The review applications cannot be entertained unless there is an “error apparent on the face of the record”, the apex court said.

The bench said it cannot lose sight of the fact that it is dealing with a contract for aircrafts, which was pending before different governments for quite some time and the necessity for those aircrafts has never been in dispute.

“We had concluded that other than the three aspects — Decision Making Process, Pricing and Offsets — that too to a limited extent, this Court did not consider it appropriate to embark on a roving and fishing enquiry.

“We were, however, cautious to note that this was in the context of the writ petition filed under Article 32 of the Constitution of India, the jurisdiction invoked,” said the bench, also comprising Justices S K Kaul and K M Joseph.

The petition seeking re-examination of the December 14, 2018 verdict was filed by former Union ministers Yashwant Sinha, Arun Shourie and activist lawyer Prashant Bhushan.

Other review petitions were filed by lawyer Vineet Dhandha and Aam Aadmi Party lawmaker Sanjay Singh.

The Rafale fighter is a twin-engine Medium Multi Role Combat Aircraft (MMRCA) manufactured by French aerospace company Dassault Aviation.

While dealing with the allegation of irregularities on the pricing of the jets, the top court said that it satisfied itself with the material made available and it is not the function of this court to determine the prices and act on mere “suspicion” of certain persons.

“The internal mechanism of such pricing would take care of the situation. On the perusal of documents we had found that one cannot compare apples and oranges. Thus, the pricing of the basic aircraft had to be compared which was competitively marginally lower.

“As to what should be loaded on the aircraft or not and what further pricing should be added has to be left to the best judgment of the competent authorities,” the bench said.

With regard to the decision making process, the apex court said the petitioners contended there was contradictory material on the basis of certain documents obtained.

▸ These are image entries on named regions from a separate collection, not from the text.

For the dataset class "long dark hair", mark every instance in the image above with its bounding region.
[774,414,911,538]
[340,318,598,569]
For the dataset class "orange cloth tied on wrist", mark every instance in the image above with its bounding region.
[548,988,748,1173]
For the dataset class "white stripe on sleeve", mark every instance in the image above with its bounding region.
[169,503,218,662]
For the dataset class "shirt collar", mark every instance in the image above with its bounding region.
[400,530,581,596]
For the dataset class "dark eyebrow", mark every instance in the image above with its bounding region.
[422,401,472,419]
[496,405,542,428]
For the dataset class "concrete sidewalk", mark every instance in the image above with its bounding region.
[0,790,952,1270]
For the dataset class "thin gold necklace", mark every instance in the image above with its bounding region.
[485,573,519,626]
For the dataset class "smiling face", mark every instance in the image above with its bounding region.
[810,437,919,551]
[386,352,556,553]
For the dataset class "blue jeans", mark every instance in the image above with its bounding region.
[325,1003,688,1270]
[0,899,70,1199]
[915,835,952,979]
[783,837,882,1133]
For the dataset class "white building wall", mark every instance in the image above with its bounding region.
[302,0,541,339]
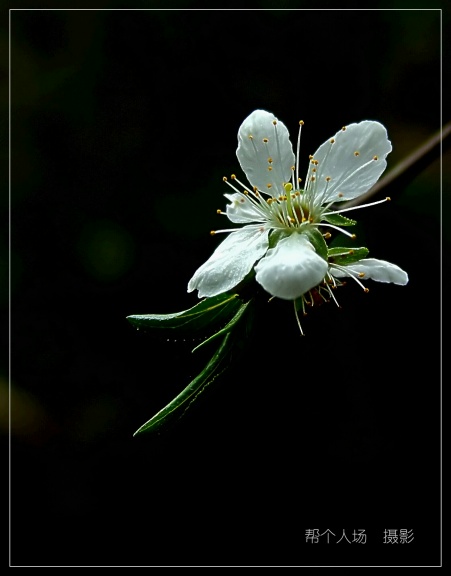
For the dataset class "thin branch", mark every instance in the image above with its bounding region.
[344,122,451,208]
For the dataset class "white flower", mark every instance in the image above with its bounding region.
[330,258,409,286]
[188,110,402,300]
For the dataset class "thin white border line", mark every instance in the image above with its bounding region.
[8,10,12,566]
[9,8,443,12]
[8,8,443,568]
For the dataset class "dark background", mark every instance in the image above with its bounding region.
[5,2,450,566]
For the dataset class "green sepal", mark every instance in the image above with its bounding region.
[303,226,327,261]
[133,300,253,436]
[328,246,369,266]
[127,293,242,334]
[323,214,357,226]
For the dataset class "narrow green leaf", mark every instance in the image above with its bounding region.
[127,293,242,333]
[304,226,327,260]
[133,303,252,436]
[192,302,249,352]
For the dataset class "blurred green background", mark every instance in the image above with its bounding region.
[5,2,450,566]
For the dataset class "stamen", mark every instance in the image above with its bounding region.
[316,222,357,240]
[296,120,304,182]
[293,296,305,336]
[210,228,240,236]
[323,196,391,216]
[330,264,370,293]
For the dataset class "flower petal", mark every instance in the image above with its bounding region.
[330,258,409,286]
[236,110,295,197]
[188,225,269,298]
[255,232,328,300]
[224,192,267,224]
[313,120,392,204]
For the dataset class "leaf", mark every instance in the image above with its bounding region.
[303,226,327,260]
[323,214,357,226]
[133,301,252,436]
[127,293,242,333]
[328,246,369,266]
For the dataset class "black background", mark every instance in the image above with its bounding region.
[6,3,444,566]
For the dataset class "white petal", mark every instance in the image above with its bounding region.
[236,110,295,196]
[330,258,409,286]
[188,226,269,298]
[313,120,392,203]
[224,193,266,224]
[255,232,328,300]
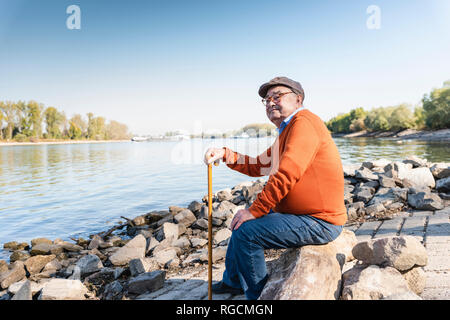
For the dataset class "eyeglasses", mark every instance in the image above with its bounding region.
[261,91,295,107]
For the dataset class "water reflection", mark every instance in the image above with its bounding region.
[0,138,450,259]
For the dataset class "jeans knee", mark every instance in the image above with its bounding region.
[231,223,249,241]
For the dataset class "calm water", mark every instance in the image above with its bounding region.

“We, however, found that there were undoubtedly opinions expressed in the course of the decision making process, which may be different from the decision taken, but then any decision making process envisages debates and expert opinion and the final call is with the competent authority, which so exercised it.

“In this context reference was made to (a) Acceptance of Necessity granted by Defence Acquisition Council not being available prior to contract which would have determined necessity and quantity of aircrafts; (b) absence of Sovereign Guarantee granted by France despite requirement of the Defence Procurement Procedure; (c) oversight of objections of three expert members of Indian Negotiating Team regarding certain increase in benchmark price; and (d) induction of Reliance Aerostructure Limited as an offset partner,” the apex court said.

The bench said it appears that the petitioners construed themselves as an appellate authority to determine each aspect of the contract and involve the court to do the same.

“We do not believe this to be the jurisdiction to be exercised. All aspects were considered by the competent authority and the different views expressed considered and dealt with. It would well nigh become impossible for different opinions to be set out in the record if each opinion was to be construed as to be complied with before the contract was entered into. It would defeat the very purpose of debate in the decision making process,” the bench said.

On the contention that some aspects were not available to them and came to light subsequently by their ‘sourcing’ information after the December 14, 2018 decision, the apex court said, “We decline to, once again, embark on an elaborate exercise of analysing each clause, perusing what may be the different opinions, then taking a call whether a final decision should or should not have been taken in such technical matters”.